Ciclismo: la vittoria più bella? Per Gianni Bugno «da ragazzino a Monza»

Gianni Bugno ha rilasciato una intervista al Corriere della Sera in cui ha parlato del ciclismo e non solo. E della sua vittoria più bella.
Gianni Bugno
Gianni Bugno

Due titoli mondiali nel 1991 e ’92, un bronzo iridato prima di quella doppietta (’90), un Giro d’Italia vinto con la maglia rosa addosso dalla prima tappa. Una Coppa del Mondo, una Milano-Sanremo, un Giro delle Fiandre, un secondo e un terzo posto al Tour de France. Ma qual è la vittoria preferita da Gianni Bugno, campione di ciclismo che ha lasciato il segno sugli anni ’90 delle due ruote?

Ciclismo: Gianni Bugno intervistato dal Corriere della Sera

«È stato bello (il Giro d’Italia), ma ricordo la prima vittoria da ragazzino a Monza: una sensazione fortissima, mai più vissuta. A posteriori ho capito che apprezzavo di più le sconfitte: mi facevano rimuginare sugli errori e su come correggerli. Ho imparato tantissimo da come ho perso».

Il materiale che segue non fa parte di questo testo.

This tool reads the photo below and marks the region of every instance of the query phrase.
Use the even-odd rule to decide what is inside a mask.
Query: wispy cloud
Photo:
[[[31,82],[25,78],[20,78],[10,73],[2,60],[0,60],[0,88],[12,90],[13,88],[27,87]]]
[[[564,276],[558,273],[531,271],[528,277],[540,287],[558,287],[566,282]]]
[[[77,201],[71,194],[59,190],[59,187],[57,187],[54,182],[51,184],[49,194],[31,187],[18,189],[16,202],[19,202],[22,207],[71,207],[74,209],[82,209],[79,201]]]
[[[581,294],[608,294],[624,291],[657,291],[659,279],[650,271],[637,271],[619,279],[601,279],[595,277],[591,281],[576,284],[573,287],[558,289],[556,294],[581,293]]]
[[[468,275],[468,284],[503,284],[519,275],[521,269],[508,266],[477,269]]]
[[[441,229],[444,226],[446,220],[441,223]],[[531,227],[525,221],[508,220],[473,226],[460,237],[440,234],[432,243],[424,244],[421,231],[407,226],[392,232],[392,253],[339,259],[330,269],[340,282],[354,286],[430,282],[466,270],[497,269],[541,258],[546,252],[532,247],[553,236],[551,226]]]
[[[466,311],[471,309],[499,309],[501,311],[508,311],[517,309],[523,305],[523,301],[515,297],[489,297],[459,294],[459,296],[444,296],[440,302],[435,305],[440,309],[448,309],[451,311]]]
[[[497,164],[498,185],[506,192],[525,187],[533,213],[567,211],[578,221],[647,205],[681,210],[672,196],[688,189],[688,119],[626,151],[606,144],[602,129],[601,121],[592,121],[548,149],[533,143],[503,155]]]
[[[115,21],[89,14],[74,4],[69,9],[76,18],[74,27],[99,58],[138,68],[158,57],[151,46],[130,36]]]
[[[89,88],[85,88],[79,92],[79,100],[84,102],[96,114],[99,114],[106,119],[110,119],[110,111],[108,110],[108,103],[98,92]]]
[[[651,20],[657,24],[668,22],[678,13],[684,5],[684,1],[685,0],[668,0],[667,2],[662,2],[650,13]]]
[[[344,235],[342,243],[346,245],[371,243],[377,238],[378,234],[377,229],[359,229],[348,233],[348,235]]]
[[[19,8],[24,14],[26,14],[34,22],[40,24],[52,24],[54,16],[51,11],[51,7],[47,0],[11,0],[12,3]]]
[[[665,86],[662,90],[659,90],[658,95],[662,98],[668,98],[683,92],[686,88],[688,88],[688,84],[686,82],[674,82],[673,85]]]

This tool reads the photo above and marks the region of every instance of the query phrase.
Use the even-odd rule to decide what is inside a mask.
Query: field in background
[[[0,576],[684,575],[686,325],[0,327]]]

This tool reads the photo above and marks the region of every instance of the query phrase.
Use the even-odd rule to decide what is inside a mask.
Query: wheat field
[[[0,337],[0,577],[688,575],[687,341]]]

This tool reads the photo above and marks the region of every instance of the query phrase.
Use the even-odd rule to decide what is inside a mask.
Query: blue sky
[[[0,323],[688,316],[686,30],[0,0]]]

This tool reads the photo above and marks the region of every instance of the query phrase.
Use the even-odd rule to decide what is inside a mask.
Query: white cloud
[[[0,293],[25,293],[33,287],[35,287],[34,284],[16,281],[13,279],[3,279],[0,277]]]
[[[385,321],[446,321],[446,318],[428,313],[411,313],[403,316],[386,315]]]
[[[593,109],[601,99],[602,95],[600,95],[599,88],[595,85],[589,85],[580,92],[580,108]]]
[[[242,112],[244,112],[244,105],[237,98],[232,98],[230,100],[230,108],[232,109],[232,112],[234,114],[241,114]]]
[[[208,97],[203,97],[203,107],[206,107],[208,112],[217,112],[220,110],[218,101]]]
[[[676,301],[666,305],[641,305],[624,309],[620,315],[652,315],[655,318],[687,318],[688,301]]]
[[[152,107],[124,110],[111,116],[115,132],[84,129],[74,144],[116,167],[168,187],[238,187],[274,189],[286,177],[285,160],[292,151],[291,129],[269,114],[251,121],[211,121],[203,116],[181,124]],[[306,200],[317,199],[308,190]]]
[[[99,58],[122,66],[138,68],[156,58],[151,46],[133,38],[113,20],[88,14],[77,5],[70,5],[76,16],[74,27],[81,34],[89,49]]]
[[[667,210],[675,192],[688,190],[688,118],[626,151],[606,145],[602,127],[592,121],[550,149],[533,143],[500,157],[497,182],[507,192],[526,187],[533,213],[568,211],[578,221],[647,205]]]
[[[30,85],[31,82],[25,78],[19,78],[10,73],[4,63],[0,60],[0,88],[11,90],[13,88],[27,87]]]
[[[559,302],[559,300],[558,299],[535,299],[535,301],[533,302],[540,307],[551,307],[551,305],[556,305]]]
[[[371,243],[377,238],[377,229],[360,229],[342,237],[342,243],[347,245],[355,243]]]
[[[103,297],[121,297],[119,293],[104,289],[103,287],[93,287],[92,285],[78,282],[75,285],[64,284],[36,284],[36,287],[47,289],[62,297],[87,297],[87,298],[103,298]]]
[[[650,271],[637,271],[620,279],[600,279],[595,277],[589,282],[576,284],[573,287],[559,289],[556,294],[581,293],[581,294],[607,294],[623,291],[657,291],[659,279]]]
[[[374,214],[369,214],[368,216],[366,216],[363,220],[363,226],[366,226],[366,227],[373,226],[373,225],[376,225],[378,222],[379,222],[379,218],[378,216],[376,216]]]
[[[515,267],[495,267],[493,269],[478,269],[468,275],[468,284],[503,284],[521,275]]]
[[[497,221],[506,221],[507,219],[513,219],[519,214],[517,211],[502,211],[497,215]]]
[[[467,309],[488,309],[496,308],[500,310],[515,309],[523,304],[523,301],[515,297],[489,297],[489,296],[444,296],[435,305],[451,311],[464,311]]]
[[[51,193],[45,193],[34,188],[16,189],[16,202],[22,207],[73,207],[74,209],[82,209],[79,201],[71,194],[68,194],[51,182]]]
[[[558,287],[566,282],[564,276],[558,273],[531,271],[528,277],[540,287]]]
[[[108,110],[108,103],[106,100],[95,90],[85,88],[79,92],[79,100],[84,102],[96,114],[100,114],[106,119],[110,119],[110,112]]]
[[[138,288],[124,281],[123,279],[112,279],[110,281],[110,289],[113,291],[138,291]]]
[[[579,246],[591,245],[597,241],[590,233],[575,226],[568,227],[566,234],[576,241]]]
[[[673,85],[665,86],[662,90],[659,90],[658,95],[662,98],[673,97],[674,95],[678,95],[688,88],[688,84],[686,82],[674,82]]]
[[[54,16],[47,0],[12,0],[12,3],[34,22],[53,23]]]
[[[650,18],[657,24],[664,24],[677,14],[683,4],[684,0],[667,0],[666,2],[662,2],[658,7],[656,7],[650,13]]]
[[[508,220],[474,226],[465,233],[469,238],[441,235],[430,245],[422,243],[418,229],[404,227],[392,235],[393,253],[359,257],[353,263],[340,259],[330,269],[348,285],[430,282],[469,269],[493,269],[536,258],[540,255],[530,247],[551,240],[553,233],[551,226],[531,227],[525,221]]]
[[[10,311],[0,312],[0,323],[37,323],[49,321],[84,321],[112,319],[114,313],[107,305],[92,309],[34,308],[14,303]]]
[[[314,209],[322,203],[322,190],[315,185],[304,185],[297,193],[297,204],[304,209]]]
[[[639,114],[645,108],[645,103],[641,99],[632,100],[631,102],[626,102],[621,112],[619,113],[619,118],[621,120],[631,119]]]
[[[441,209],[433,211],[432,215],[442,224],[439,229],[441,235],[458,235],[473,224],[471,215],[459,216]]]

Nato in Svizzera e approdato in Brianza con la famiglia, che si era trasferita aprendo una tintoria in via Libertà, Bugno ha rilasciato una intervista al Corriere della Sera in cui ha parlato del ciclismo e non solo.
Sui pedali aveva iniziato a macinare chilometri proprio a Monza con la sua prima bici: «Una Graziella. Ero l’unico a pedalare fino a scuola, impiegavo metà tempo rispetto ai compagni. E il sabato ci andavo a trovare mia zia suora a Viganò, a 30 chilometri da Monza. Più la usavo, più mi sentivo libero», ha raccontato al giornalista Marco Bonarrigo.
In Brianza la prima gara (subito in fuga e poi ripreso), a Monza la seconda: «(…) Sotto casa. Pronti, via. Non mi hanno ripreso».

Ciclismo: il ciclismo, la scuola, gli elicotteri. E un altro sogno

La decisione di dedicarsi al ciclismo come professionista a causa di un insuccesso scolastico: rimandato in italiano e latino (da una prof «convinta che chi faceva sport non potesse andare bene a scuola»), non si presentò agli esami dichiarando chiusa la sua carriera di studente.
Salvo poi, riprendere gli studi in età adulta al quinto anno di liceo scientifico da privatista per poter sostenere la maturità necessaria per affrontare il percorso per il brevetto di pilota di elicotteri. La seconda vita dopo il ciclismo: «Guardavo l’elicottero della Rai che ci svolazzava sopra e pensavo che quello sarebbe stato il mio nuovo lavoro (…) Cinquemila ore in volo prima con la Rai poi al 118. Dormivo in branda negli aeroporti militari, turni di dodici ore. Cinque minuti per accendere i motori dopo la chiamata, trenta secondi per decidere se decollare o meno».

Rimasto a terra dopo che per un malore gli è stato ritirato il brevetto, è tornato nel ciclismo sulle auto di gara. Ma c’è anche un altro progetto: guidare i camion. «Ho le patenti B, C e D. Tranne i bus di linea, posso guidare tutto. Se qualcuno ha bisogno, io ci sono».